Entanglement-Enhanced Information Dynamics in Triple-Coin Discrete-Time Quantum Walks

TL;DR

This paper explores how initial tripartite entanglement in a three-coin quantum walk accelerates information transfer and correlation growth, revealing entanglement as a key resource for quantum information dynamics.

Contribution

It demonstrates that initial tripartite entanglement enhances mutual information and correlations in a three-coin quantum walk, with specific analysis of GHZ states and interference effects.

Findings

Entanglement accelerates mutual information growth.

GHZ states show non-monotonic short-time dynamics.

Up to 18% higher mutual information at tenth step.

Abstract

This work investigates a discrete-time quantum walk on a one-dimensional lattice driven by three entangled coins, each initialized via a Hadamard operator. The walker moves only when all three coins yield identical outcomes (HHH or TTT), coupling an 8-dimensional coin Hilbert space to the position degree of freedom.

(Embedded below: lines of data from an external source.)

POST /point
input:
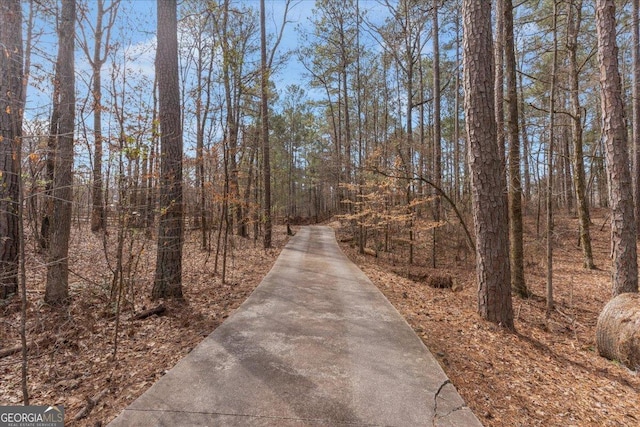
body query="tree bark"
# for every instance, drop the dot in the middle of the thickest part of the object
(57, 288)
(11, 110)
(266, 163)
(437, 133)
(550, 154)
(635, 95)
(623, 227)
(574, 15)
(499, 78)
(518, 284)
(488, 183)
(168, 277)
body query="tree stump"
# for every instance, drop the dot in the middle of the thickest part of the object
(441, 282)
(618, 330)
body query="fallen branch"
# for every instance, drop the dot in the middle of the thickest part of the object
(16, 349)
(91, 403)
(148, 313)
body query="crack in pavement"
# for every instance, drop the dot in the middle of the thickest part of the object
(435, 401)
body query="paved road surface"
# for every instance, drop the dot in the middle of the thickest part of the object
(315, 344)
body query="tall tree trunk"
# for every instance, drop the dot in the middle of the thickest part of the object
(488, 183)
(168, 277)
(623, 226)
(550, 154)
(57, 288)
(437, 134)
(513, 136)
(574, 19)
(266, 163)
(97, 60)
(635, 90)
(525, 146)
(499, 78)
(11, 110)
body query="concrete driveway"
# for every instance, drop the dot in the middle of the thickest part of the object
(315, 344)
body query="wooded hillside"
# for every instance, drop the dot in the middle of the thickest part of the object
(428, 129)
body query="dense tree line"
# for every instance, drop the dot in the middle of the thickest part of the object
(416, 116)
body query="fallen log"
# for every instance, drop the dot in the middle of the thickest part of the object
(148, 313)
(618, 330)
(5, 352)
(91, 403)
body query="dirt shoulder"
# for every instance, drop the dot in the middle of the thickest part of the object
(548, 372)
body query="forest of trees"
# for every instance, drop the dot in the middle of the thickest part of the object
(408, 115)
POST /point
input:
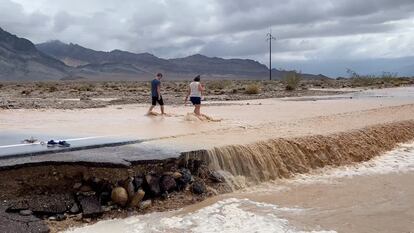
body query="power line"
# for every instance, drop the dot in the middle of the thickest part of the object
(269, 38)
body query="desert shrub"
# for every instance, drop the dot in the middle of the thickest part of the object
(252, 89)
(218, 84)
(52, 89)
(292, 80)
(27, 92)
(89, 87)
(386, 78)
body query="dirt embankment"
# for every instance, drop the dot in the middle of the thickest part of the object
(70, 195)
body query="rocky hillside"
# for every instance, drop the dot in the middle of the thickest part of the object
(117, 63)
(20, 60)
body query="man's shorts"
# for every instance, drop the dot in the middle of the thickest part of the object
(155, 100)
(195, 100)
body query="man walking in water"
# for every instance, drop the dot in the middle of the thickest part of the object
(195, 92)
(156, 94)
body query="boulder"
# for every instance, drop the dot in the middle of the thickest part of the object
(185, 179)
(153, 183)
(91, 207)
(77, 186)
(119, 196)
(137, 198)
(198, 188)
(177, 175)
(129, 187)
(74, 209)
(145, 205)
(167, 183)
(25, 212)
(138, 181)
(104, 197)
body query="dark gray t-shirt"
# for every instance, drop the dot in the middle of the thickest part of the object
(154, 85)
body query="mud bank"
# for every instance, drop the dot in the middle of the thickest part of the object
(238, 165)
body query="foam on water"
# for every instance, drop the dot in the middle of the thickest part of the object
(229, 215)
(400, 160)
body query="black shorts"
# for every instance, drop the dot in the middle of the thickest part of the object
(195, 100)
(155, 100)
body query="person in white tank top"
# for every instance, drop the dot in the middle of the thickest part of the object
(195, 91)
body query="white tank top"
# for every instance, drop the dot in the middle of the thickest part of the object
(195, 92)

We analyze fully separable, fully entangled, and intermediate initial coin states, computing the von Neumann entropy of reduced subsystems to derive the mutual information between coin and position over successive steps. Our results demonstrate that initial tripartite entanglement significantly accelerates the growth of mutual information and enhances coin-position correlations compared to separable initial conditions. Notably, GHZ-type entangled states exhibit non-monotonic short-time dynamics due to interference, yet ultimately yield up to 18% higher mutual information by the tenth step. These findings underscore the role of pre-walk entanglement as a resource for controlling information flow and spatial spreading in quantum-walk-based protocols, with implications for quantum transport, state transfer, and correlation engineering.